Every day was different. Sometimes, all I did was work with the sword. Sometimes, only the dagger, or only the shield. Sometimes, all three together. Sometimes, no weapons at all, except for my fists and my wits.
My sparring partners were also different. Cho, Paloma, and Sullivan were always there, but I battled them in different groups, from one-on-one to all three at once. Sometimes, Halvar and Bjarni joined in as well, trying to cleave me in two with their maces. All the while, Serilda circled me, barking out orders to keep my hips square, my sword up, and my eyes on my enemy.
While I trained, the rest of the troupe integrated themselves quite nicely into Castle Asmund. Everyone from the acrobats to the gladiators to the bone masters practiced their routines, skills, and magic, keeping themselves sharp, and fascinating the Ungers with dazzling displays of acrobatics, fighting, healing, and more.
One morning about three weeks into my tra
ining, I stepped into the courtyard to find it deserted, except for Serilda. But instead of sitting on the table, sipping mochana like usual, she was standing in the middle of the courtyard, holding her own personal sword and shield.
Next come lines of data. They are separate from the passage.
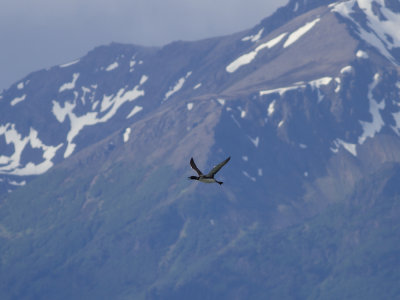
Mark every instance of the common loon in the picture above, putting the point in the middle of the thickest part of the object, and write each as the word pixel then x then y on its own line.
pixel 208 178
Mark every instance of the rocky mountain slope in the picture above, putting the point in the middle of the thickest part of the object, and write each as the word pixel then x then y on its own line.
pixel 94 158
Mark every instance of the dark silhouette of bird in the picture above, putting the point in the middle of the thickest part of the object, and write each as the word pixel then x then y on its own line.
pixel 208 178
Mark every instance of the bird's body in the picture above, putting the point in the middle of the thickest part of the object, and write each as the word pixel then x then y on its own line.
pixel 208 178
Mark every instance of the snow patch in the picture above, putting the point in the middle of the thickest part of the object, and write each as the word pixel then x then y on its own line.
pixel 255 141
pixel 248 176
pixel 134 111
pixel 373 127
pixel 110 104
pixel 280 91
pixel 16 183
pixel 126 134
pixel 254 37
pixel 352 148
pixel 17 100
pixel 178 85
pixel 338 81
pixel 249 57
pixel 143 79
pixel 12 164
pixel 69 64
pixel 271 108
pixel 381 34
pixel 221 101
pixel 362 54
pixel 112 66
pixel 347 69
pixel 69 85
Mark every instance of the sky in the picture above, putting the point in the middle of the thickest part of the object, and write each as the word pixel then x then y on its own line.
pixel 36 34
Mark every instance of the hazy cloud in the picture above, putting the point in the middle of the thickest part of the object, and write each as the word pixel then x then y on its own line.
pixel 39 33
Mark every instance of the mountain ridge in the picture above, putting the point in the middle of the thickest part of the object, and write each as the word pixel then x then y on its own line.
pixel 314 158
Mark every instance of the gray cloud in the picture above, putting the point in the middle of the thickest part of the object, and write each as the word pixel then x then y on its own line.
pixel 35 34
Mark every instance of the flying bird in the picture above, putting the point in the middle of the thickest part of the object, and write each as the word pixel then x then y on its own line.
pixel 208 178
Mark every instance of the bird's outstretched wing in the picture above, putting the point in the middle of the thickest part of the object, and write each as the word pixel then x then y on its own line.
pixel 194 167
pixel 218 167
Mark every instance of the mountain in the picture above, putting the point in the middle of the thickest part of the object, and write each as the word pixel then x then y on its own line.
pixel 94 158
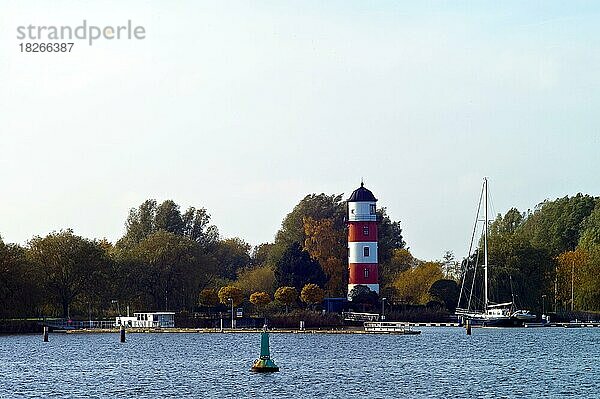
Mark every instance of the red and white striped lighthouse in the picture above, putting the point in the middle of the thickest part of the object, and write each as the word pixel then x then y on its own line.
pixel 362 240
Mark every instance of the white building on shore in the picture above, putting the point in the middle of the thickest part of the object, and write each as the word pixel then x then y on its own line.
pixel 147 320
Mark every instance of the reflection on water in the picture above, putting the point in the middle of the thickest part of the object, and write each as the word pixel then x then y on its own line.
pixel 441 362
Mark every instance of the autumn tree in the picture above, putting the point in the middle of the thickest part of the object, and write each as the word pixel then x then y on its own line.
pixel 312 294
pixel 446 292
pixel 570 274
pixel 20 283
pixel 413 284
pixel 253 279
pixel 362 295
pixel 327 245
pixel 208 297
pixel 287 296
pixel 151 217
pixel 296 268
pixel 232 254
pixel 230 292
pixel 400 261
pixel 172 270
pixel 260 300
pixel 71 267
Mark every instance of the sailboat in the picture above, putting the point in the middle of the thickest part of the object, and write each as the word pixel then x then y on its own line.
pixel 489 314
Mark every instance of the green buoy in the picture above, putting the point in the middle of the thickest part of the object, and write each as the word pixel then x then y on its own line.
pixel 264 364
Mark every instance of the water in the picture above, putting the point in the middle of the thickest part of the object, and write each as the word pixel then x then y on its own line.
pixel 439 363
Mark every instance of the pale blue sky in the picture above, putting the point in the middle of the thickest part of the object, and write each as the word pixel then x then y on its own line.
pixel 246 107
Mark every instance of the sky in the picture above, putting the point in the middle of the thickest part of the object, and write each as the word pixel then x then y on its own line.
pixel 246 107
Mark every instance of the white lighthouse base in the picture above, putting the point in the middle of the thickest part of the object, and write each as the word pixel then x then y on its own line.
pixel 372 287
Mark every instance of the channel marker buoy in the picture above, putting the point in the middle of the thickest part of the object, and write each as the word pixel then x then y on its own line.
pixel 264 364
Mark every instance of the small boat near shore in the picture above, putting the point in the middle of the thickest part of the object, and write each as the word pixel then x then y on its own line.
pixel 491 314
pixel 389 327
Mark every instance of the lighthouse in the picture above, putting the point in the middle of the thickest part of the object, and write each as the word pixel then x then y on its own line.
pixel 362 240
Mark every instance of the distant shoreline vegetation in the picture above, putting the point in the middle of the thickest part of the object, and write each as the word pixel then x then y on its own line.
pixel 169 259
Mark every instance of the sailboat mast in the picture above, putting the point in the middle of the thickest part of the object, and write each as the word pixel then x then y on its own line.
pixel 485 227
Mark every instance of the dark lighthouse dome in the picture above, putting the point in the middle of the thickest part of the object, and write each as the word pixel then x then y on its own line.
pixel 362 194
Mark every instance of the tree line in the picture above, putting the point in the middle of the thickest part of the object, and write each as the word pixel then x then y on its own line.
pixel 174 260
pixel 170 259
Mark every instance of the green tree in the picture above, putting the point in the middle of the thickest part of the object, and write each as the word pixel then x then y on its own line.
pixel 315 206
pixel 327 246
pixel 389 236
pixel 253 279
pixel 197 227
pixel 362 295
pixel 260 300
pixel 20 283
pixel 232 254
pixel 445 292
pixel 413 285
pixel 296 268
pixel 149 218
pixel 208 297
pixel 287 296
pixel 71 266
pixel 400 261
pixel 168 218
pixel 173 269
pixel 312 294
pixel 230 292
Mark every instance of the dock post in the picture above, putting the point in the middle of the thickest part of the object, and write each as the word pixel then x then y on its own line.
pixel 122 331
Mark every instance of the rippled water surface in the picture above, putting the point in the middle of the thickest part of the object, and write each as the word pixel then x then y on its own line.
pixel 441 362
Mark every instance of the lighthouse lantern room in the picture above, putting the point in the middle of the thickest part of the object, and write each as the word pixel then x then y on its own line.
pixel 362 240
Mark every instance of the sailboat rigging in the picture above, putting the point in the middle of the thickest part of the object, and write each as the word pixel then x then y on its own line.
pixel 491 314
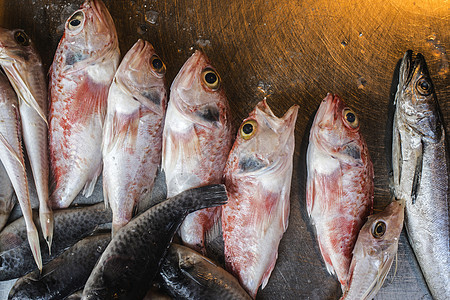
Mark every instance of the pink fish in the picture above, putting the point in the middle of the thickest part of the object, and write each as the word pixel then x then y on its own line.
pixel 82 70
pixel 132 136
pixel 258 180
pixel 339 191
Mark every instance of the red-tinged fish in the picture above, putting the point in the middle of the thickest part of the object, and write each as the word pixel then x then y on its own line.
pixel 11 155
pixel 258 180
pixel 339 193
pixel 196 140
pixel 23 66
pixel 132 136
pixel 80 76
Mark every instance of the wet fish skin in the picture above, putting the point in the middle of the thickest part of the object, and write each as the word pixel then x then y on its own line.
pixel 132 259
pixel 189 275
pixel 65 274
pixel 258 179
pixel 420 168
pixel 83 68
pixel 374 252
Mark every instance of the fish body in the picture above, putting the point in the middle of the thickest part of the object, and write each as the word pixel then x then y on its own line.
pixel 130 262
pixel 258 179
pixel 189 275
pixel 339 194
pixel 420 168
pixel 374 252
pixel 132 138
pixel 196 140
pixel 83 67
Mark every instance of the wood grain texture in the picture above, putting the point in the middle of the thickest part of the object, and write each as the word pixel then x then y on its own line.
pixel 292 52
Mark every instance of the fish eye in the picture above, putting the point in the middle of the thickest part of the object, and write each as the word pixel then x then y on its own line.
pixel 379 229
pixel 211 78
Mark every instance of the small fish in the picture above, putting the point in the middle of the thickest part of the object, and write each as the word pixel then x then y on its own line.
pixel 82 71
pixel 420 168
pixel 339 191
pixel 189 275
pixel 258 179
pixel 374 252
pixel 132 136
pixel 196 140
pixel 23 66
pixel 65 274
pixel 11 155
pixel 132 259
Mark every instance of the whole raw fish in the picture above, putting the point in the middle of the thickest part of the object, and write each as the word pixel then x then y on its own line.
pixel 339 191
pixel 258 179
pixel 11 155
pixel 132 136
pixel 374 252
pixel 420 167
pixel 82 70
pixel 196 140
pixel 23 66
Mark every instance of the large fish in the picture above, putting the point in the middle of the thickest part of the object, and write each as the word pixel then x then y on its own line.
pixel 132 136
pixel 258 179
pixel 339 193
pixel 196 140
pixel 130 262
pixel 82 70
pixel 11 155
pixel 374 252
pixel 420 167
pixel 23 66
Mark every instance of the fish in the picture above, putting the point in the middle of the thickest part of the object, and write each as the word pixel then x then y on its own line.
pixel 190 275
pixel 65 274
pixel 258 177
pixel 196 140
pixel 374 252
pixel 23 66
pixel 132 134
pixel 132 259
pixel 11 155
pixel 339 187
pixel 71 225
pixel 420 163
pixel 79 79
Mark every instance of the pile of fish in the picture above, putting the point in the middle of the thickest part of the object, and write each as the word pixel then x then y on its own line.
pixel 173 169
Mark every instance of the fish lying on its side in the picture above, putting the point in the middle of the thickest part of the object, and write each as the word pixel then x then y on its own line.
pixel 339 194
pixel 132 136
pixel 83 67
pixel 130 262
pixel 258 179
pixel 420 166
pixel 196 140
pixel 374 252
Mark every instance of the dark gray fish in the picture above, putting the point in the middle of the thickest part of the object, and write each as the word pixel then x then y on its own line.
pixel 63 275
pixel 189 275
pixel 131 261
pixel 71 225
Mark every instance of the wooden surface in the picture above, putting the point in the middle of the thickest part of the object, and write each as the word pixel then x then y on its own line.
pixel 290 52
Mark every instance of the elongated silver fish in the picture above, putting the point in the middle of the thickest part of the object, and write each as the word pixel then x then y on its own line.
pixel 420 164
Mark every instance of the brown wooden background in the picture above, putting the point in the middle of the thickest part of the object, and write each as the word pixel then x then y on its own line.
pixel 291 52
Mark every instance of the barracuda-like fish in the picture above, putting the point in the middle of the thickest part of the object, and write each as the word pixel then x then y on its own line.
pixel 258 179
pixel 82 70
pixel 339 194
pixel 23 66
pixel 132 136
pixel 11 155
pixel 374 252
pixel 196 140
pixel 420 167
pixel 189 275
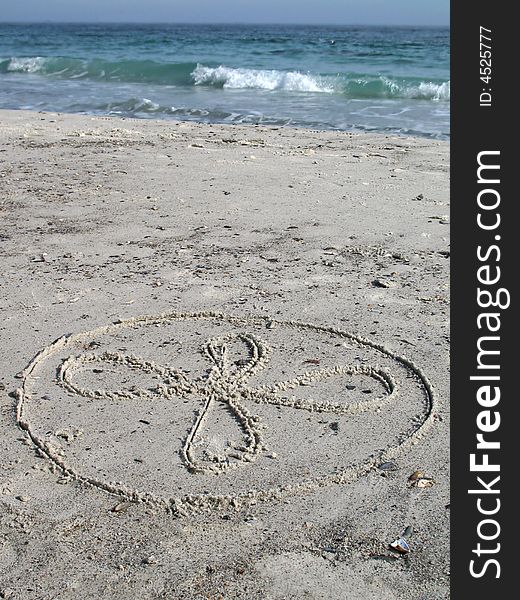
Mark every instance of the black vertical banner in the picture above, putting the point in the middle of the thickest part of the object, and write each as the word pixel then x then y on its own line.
pixel 484 324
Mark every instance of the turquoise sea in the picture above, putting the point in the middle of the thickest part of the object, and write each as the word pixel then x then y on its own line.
pixel 383 79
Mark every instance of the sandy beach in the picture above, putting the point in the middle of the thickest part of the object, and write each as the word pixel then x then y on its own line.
pixel 257 361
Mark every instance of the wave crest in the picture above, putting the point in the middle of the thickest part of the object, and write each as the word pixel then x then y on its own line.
pixel 227 77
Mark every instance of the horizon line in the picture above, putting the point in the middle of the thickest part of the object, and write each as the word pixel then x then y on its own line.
pixel 57 22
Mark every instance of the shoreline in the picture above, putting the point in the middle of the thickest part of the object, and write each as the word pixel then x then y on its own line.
pixel 444 138
pixel 105 220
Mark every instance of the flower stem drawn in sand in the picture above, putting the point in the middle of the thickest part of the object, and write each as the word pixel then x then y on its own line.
pixel 225 385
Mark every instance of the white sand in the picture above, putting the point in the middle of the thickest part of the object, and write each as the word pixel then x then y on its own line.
pixel 258 479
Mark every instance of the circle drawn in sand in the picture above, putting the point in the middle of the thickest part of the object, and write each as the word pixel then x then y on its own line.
pixel 233 362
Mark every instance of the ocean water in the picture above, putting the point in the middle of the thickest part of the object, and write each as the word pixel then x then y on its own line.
pixel 383 79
I eyed the weapons. They gleamed a dull silver and were made of tearstone, just like mine, and they bore Serilda’s swan crest—jet shards with a blue tearstone eye and beak. I wondered when Alvis had made the weapons for her—and why—but I didn’t ask. She wouldn’t tell me anyway.
Serilda gestured for me to face her. I sighed and did as she commanded. This was going to hurt.
“Today, you are going to fight until you can’t fight anymore,” she said.
“And then what?”
“And then we’ll see how much progress you’ve really made.”
I opened my mouth to ask what she meant, but she raised her sword and attacked. I snapped up my own sword and shield, and the fight was on.
And I lost spectacularly.
I had never fought Serilda before, but I quickly realized why she was the leader of the Black Swan troupe—because she was the best fighter. Cho, Paloma, and Sullivan were all skilled warriors, but they couldn’t compare to Serilda, who was faster, smarter, and far more ruthless. We were barely three moves into the fight before she disarmed me, flipped me over her shoulder, and pressed her sword up against my throat.
“You’re dead,” she snapped. “Now get up.”
I shook off the blow, got back onto my feet, and grabbed my sword and shield. And once again, she attacked and killed me in only a few moves.
“Again!” she snapped. “Again! Again!”
I rapidly came to despise that word. It was painfully apparent that I couldn’t beat her—that I was never going to beat her—but every time she killed me, I got back up and braced myself for another attack.
After the twelfth—thirteenth?—time that Serilda flipped me over her shoulder and onto my back, she glared down at me, disgust stamped all over her features. “You’re thinking too much. You need to react, defend, attack. You need to just fucking move like you did during the Tanzen Freund. You’re too worried about everything else.”